On the Design of Artificial-Noise-Aided Secure Multi-Antenna Transmission in Slow Fading Channels

TL;DR

This paper explores the optimal design of artificial-noise-aided secure multi-antenna transmission in slow fading channels, focusing on power allocation and rate parameters to maximize throughput under secrecy constraints.

Contribution

It provides explicit design solutions for fixed and adaptive transmission scenarios, including high-SNR approximations and analysis of throughput gains from adaptation.

Findings

Explicit solutions for throughput maximization under secrecy constraints.

High-SNR approximations for throughput in both scenarios.

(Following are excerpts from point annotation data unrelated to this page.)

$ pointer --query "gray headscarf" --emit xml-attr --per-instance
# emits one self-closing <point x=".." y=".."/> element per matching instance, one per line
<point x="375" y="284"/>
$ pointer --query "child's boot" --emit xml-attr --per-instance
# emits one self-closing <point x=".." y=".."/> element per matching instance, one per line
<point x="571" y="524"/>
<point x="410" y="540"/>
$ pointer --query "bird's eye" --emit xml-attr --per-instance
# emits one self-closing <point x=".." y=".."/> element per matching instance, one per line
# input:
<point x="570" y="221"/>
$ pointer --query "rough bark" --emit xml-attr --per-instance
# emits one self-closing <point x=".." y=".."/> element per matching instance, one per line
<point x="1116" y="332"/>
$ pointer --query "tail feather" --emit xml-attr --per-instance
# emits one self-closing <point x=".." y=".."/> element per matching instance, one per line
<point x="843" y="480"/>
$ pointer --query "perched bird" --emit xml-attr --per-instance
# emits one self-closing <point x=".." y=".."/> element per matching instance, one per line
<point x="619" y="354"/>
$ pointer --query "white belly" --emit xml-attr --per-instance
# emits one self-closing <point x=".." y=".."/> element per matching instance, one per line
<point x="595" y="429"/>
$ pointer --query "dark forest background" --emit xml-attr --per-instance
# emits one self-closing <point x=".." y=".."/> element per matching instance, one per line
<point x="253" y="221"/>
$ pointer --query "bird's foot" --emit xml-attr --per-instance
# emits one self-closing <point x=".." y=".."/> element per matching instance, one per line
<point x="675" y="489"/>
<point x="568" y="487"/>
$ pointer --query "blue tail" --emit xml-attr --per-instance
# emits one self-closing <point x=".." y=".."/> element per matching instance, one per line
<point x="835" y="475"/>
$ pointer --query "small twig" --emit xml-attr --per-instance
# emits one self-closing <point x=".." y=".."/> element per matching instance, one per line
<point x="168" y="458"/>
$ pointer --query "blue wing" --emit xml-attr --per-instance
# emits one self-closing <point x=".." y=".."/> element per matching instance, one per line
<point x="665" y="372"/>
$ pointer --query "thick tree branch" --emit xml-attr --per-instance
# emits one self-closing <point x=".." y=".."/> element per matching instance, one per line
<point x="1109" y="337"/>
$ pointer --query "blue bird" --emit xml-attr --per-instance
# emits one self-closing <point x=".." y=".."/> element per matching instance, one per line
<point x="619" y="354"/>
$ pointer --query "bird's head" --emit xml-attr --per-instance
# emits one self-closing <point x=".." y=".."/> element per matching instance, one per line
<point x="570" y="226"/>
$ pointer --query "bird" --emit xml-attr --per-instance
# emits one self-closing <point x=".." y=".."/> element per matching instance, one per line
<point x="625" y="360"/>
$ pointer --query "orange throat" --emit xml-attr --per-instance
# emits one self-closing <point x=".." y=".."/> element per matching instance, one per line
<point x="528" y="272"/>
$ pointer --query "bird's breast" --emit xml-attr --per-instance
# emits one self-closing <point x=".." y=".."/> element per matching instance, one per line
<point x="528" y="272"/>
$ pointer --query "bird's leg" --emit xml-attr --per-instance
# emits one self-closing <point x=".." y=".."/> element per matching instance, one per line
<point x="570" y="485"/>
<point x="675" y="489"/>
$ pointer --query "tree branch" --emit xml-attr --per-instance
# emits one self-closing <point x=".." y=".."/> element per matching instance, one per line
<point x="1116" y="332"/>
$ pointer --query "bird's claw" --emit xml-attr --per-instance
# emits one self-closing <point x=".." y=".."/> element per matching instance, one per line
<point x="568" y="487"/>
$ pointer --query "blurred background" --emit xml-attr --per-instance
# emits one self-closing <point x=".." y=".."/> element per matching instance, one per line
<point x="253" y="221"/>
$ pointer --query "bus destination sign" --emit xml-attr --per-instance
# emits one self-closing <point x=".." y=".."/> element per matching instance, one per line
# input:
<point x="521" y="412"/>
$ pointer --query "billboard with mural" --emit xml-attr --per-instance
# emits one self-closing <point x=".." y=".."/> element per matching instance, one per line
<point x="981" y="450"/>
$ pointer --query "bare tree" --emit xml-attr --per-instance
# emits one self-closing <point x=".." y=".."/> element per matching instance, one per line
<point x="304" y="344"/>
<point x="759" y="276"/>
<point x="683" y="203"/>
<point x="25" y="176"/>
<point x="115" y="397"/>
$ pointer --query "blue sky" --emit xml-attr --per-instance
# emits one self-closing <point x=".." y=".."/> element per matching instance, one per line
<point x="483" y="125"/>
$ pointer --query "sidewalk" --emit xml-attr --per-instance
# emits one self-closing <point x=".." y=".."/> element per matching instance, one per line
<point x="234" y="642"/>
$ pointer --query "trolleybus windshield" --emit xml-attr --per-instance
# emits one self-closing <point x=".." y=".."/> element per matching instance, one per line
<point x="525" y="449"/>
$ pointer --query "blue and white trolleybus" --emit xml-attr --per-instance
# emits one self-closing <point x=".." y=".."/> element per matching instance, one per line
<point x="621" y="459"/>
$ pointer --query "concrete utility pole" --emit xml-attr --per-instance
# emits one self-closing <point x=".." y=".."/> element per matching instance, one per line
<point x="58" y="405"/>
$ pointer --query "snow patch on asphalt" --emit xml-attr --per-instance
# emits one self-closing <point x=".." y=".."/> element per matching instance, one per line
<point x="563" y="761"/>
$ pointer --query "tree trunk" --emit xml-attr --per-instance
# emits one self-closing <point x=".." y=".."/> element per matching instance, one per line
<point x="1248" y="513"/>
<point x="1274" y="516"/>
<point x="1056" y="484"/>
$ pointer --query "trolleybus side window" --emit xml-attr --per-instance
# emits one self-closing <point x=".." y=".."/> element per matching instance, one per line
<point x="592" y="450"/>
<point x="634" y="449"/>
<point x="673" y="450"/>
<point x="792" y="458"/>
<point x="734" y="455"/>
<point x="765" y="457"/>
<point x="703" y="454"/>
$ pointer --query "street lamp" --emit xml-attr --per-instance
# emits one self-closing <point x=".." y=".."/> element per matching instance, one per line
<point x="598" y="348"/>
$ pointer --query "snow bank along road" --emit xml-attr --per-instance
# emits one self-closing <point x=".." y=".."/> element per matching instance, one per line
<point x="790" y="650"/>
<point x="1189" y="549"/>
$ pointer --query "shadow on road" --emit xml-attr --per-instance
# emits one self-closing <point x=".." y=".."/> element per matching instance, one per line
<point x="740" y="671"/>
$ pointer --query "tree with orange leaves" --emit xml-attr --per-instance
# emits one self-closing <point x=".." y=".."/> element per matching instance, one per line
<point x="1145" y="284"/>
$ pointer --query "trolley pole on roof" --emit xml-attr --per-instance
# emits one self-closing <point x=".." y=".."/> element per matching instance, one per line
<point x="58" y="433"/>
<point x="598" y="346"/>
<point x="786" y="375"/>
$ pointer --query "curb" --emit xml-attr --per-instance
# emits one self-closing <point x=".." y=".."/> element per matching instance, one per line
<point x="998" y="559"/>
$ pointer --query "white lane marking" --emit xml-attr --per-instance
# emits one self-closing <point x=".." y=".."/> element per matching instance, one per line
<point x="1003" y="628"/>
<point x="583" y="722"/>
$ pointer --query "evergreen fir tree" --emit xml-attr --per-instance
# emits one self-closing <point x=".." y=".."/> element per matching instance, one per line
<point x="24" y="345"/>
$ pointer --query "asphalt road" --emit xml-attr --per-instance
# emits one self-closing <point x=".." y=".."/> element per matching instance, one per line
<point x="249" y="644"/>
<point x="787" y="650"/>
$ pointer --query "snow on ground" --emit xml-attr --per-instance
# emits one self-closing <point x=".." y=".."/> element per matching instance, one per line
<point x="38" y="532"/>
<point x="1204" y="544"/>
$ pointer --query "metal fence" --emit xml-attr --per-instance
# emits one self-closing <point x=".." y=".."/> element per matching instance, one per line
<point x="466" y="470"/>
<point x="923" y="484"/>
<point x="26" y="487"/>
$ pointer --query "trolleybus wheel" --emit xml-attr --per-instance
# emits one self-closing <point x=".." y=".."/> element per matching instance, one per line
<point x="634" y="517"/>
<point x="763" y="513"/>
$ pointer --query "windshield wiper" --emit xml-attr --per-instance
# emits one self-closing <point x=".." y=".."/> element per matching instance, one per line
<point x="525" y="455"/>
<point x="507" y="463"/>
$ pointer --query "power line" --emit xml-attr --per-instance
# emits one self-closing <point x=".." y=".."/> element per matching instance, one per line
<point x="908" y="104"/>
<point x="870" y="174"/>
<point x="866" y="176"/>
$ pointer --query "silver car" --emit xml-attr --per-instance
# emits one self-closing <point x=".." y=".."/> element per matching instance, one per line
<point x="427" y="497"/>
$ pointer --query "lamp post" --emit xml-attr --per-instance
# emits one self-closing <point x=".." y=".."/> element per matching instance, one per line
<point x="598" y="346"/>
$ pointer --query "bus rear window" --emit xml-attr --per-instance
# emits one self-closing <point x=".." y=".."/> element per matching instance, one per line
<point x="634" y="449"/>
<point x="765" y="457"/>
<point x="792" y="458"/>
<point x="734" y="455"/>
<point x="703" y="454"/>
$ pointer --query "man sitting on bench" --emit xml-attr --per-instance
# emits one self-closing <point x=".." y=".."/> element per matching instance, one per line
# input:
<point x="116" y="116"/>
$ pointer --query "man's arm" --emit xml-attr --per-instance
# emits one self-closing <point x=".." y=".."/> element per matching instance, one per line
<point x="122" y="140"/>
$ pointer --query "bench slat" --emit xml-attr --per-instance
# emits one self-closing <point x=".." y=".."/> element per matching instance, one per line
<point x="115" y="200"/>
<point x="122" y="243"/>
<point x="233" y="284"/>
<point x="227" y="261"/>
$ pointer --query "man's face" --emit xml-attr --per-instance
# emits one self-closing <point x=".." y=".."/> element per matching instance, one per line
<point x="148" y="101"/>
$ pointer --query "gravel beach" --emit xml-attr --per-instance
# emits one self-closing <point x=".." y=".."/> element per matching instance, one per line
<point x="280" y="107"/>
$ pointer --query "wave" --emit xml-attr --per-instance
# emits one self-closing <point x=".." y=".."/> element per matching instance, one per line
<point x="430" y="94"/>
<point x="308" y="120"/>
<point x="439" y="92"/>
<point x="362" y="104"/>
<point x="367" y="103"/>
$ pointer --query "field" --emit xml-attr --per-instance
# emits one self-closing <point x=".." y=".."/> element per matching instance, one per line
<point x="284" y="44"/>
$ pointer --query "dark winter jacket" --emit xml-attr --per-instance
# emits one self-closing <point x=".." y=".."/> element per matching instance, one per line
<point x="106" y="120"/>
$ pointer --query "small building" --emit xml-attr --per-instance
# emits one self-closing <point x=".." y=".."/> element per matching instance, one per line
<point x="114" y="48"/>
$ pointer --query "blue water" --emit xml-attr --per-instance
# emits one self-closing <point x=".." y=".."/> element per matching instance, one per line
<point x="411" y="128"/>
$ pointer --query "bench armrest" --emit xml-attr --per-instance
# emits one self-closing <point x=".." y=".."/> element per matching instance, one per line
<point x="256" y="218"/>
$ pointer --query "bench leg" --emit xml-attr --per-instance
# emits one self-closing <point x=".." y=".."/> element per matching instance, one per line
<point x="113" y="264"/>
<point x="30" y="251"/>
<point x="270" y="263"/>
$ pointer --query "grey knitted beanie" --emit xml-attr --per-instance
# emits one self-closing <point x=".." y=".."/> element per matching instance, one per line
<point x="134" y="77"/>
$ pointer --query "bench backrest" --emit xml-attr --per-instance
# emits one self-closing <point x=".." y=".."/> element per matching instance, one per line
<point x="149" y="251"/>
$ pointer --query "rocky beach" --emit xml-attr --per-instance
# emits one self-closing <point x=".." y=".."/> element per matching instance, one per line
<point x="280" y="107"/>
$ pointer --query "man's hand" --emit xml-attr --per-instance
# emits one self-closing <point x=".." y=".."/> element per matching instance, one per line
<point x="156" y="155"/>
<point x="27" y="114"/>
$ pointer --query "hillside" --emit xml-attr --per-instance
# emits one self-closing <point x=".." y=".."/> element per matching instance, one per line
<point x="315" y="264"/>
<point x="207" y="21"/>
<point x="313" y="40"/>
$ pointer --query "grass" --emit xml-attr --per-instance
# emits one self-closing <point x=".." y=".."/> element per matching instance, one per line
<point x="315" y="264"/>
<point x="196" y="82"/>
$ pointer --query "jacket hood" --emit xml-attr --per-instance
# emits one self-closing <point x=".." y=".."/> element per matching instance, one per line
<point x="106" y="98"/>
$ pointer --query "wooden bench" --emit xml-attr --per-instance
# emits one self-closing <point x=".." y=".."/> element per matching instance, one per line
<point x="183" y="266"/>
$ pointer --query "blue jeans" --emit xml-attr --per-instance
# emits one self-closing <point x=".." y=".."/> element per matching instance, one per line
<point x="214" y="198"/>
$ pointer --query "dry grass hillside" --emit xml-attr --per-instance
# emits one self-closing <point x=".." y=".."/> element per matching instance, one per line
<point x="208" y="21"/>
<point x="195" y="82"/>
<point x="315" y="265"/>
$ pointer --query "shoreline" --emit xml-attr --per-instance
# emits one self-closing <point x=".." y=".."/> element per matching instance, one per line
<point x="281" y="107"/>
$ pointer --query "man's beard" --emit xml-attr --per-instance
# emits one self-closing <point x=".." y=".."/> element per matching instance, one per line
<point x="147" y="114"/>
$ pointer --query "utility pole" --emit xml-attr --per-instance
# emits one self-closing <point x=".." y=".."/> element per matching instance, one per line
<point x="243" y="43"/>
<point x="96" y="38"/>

Quantification of throughput gains from adaptive transmission.

Abstract

In this paper, we investigate the design of artificial-noise-aided secure multi-antenna transmission in slow fading channels. The primary design concerns include the transmit power allocation and the rate parameters of the wiretap code. We consider two scenarios with different complexity levels: i) the design parameters are chosen to be fixed for all transmissions, ii) they are adaptively adjusted based on the instantaneous channel feedback from the intended receiver. In both scenarios, we provide explicit design solutions for achieving the maximal throughput subject to a secrecy constraint, given by a maximum allowable secrecy outage probability. We then derive accurate approximations for the maximal throughput in both scenarios in the high signal-to-noise ratio region, and give new insights into the additional power cost for achieving a higher security level, whilst maintaining a specified target throughput. In the end, the throughput gain of adaptive transmission over non-adaptive transmission is also quantified and analyzed.